Yes, I know that incident isn’t an isolated one. I’m thinking right now of Joyce Echaquan, who died in hospital but left a recording of caregivers making fun of and insulting her. A true hero, who brought into the light truly reprehensible behaviour. Will it lead to the required changes? I don’t know.

But that being said, vaccines are obviously being given out to all; Black or Indigenous (or whatever) populations are not being singled out to take the vaccines first so we can see what happens, and then make corrections before giving them to the privileged white population. At this point, with many millions of doses having been administered and an insignificant number of adverse reactions, continued belief that the vaccines are some sort of plot is absurd, no matter one’s cultural background. And I believe that people of all cultures are capable of recognizing this.
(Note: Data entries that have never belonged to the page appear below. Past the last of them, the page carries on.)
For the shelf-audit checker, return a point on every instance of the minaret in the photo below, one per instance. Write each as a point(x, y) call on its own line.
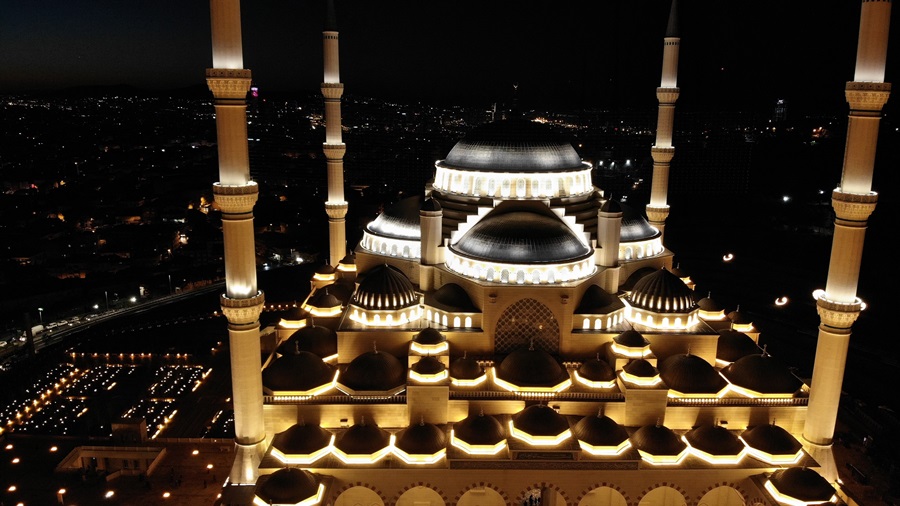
point(334, 147)
point(853, 202)
point(663, 151)
point(235, 194)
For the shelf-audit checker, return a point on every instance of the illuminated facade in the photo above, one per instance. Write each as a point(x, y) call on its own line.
point(514, 333)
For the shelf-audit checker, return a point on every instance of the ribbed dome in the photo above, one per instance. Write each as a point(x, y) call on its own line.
point(657, 440)
point(429, 336)
point(531, 368)
point(714, 440)
point(299, 372)
point(771, 439)
point(479, 429)
point(540, 420)
point(421, 439)
point(316, 339)
point(466, 368)
point(662, 292)
point(384, 287)
point(374, 371)
point(364, 438)
point(429, 365)
point(690, 374)
point(287, 486)
point(521, 233)
point(763, 374)
point(596, 300)
point(803, 484)
point(640, 368)
point(301, 439)
point(513, 146)
point(451, 298)
point(600, 430)
point(596, 370)
point(400, 221)
point(733, 345)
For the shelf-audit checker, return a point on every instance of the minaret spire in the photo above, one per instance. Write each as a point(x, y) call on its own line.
point(334, 147)
point(663, 151)
point(853, 201)
point(235, 195)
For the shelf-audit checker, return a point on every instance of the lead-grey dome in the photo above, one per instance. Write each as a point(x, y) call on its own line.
point(522, 233)
point(513, 146)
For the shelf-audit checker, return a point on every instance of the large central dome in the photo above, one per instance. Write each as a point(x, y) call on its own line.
point(513, 146)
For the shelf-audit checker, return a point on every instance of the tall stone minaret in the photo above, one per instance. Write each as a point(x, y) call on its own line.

In an employment situation, where I’m suggesting many employees should be required to be vaccinated, this would be all employees: so if one person is somewhat hesitant, they might see their colleague from a different ancestry having their shot too, which should help them to realize that it is not a racist plot.

I'm definitely not arguing against employment requirements. Ironically, the vaccine deployment has been rather biased. Although I'll give some credit there have been attempts to overcome that bias, the best example is the targeted vaccination of northern communities. Some projects that have helped reduce bias have simply been targeted at hotspots, which shows how the disease is also affecting people inequally. But the fact that I was able to get the vaccine at a conveniently located clinic but many hot spot locations had no pharmacies or clinics offering the vaccine at the time, and instead people in those communities had to line up and wait hours for a chance at a vaccine at a popup clinic is really unacceptable to my mind.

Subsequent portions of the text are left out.